36:09 minimal guarantee is analogous to what the theory of Partially Formed values proposes. I am surprised to find it here in a different context: it seems that this idea of stopping obsessing about holding invariants heroically under all circumstances (including after errors, after default construction, and after the move) is catching on. If I understand Sean-verse correctly, after an error, all (some?) the objects that participate in a try block can be considered generically in a moved-from just-destructible state. But I don't see the complete pattern, though; should they not be used at all outside the try-catch block? How does it work?
At 33:40, Sean also mentions that it is specifically related to objects under mutation in the try block.
@@vaughncato Yes. Good. I guess mutations without preconditions are excluded. Also, I guess for specific catch arguments the exact rules can become more subtle.

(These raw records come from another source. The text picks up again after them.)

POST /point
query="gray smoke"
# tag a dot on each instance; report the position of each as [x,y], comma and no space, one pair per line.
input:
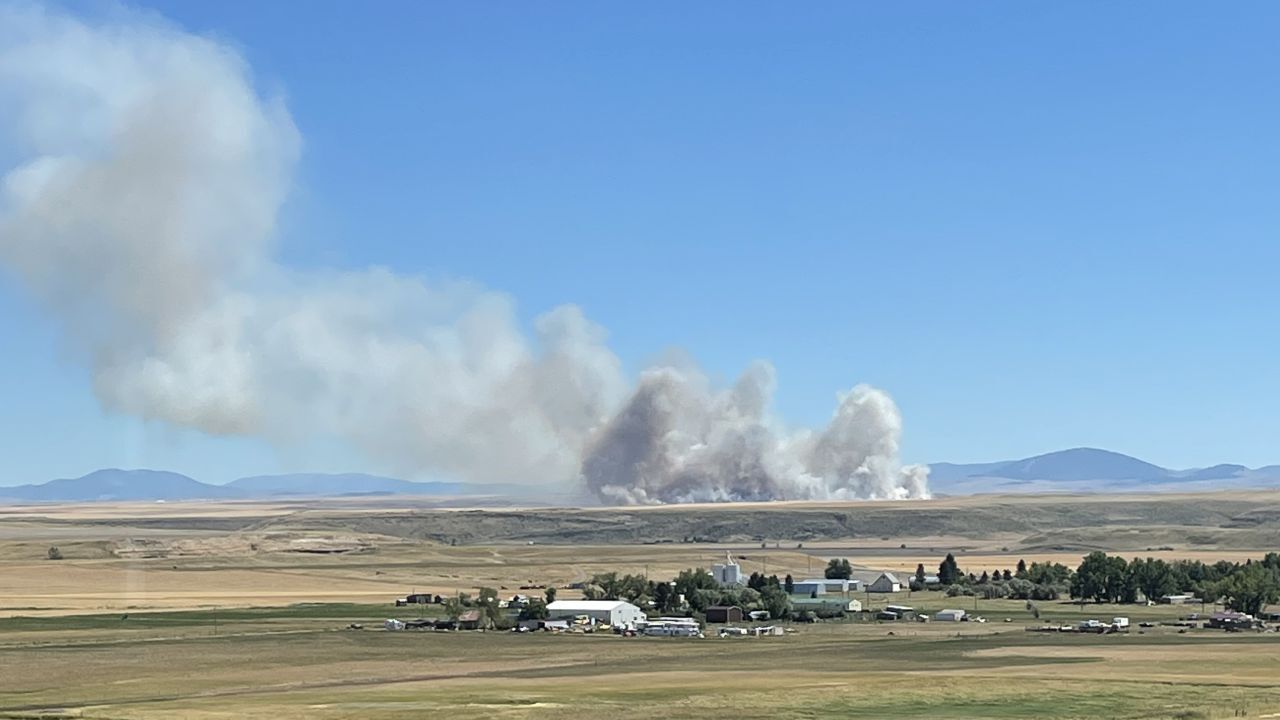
[677,441]
[144,174]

5110 removes the last element - there is a lot unspecified behaviour in that sentence, where is the element removed to? What happens to the slot where the element resided? Is the element destroyed? All of that is not specified in "removing an element", programming c++ for 15 years I dont kid myself that there is a lot of guesswork included and we use jargon and rely on implied stuff in comments everywhere
Human language is not precise, which allows you to explain things without mentioning the details and relying on other people's interpretations.
incredibly disappointing, in content and presentation, especially considering this comes from Sean Parent.